The Toymakers(109)



Emil had brought a night light. He fumbled to strike a match and, a moment later, the walls were alive with an incandescent display. Then, as if recognising the solemnity of the occasion, the shadow figures stopped dancing, wrapped their arms around one another and waited out the bombardment.

For a long time they alternated between silences and concern about the other. Emil asked Cathy if she was frightened; Cathy asked the same question of Emil. Emil said he was grateful that Martha was gone, off to the Americas with her husband, because at least she did not have to live through this. Cathy said she was grateful Emil’s boys were training as doctors, because at least that meant they might be excused the fighting; at least that meant they might not come back as Kaspar had, all that time ago.

The Emporium shook. The world turned on its axis. Somewhere, somebody’s life was opened up; somebody else’s, taken away.

Emil said: ‘I’m so glad you’re here, Cathy.’

And gently she said, ‘There’s nowhere else I’d be.’

Emil stuttered as he next spoke, forcing his words into the snatches of silence between the falling bombs. ‘Perhaps I’m a foolish old man, Cathy, but … you’re the person I’ve known the longest, in all of my life. After Papa went, after Kaspar – it’s always been you, Cathy, you for more than half of my life. Ever since that summer, when we were young, and everything was good … Do you know, we’ve been longer like this than we ever were with Kaspar? You and me and our little Emporium.’ He stopped. She was staring at him, voiceless, in the dark. ‘Aren’t we married, Cathy? Oh, I know it’s not that and I know it’s not …’ His words came apart. ‘But marriage, of a sort. Well, aren’t we?’

Another explosion echoed in the Emporium. What the toy soldiers might have made of this, thought Cathy. They would have charged out of the skirting, believing their Long War had returned.

Her eyes were on Emil. He seemed close now, closer than the walls of the toybox compelled him to be. He lifted his hand, dropped it again – and when he found the courage to lift it again, she almost took it in her own. His eyes were cast down but all she would have to do, all it would take, was a word and they would rise up again. She might have reached out to him, touched her fingertips to his, and both of their worlds would have changed.

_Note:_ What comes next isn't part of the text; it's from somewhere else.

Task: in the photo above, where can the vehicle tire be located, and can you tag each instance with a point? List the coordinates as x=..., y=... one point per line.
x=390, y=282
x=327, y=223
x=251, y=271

Instead she curled her fingers into her palm. How long had it been since she felt human arms wrapped around her? Seventeen years since Kaspar, seventeen years since that night he had fallen into her as if for the very first time. And yet, the memory of it remained – just like the memory of how the stars had glittered that night on the seafront, or how the paper trees had risen as he rushed her into the Wendy House walls, or how deranged he had looked as he goaded her through it, pushing Martha out into the world. All of these, a thousand other memories, all of them entwined: the big and the small. The ordinary magic (why was it always those words?) of a husband who loved his wife and was loved in return.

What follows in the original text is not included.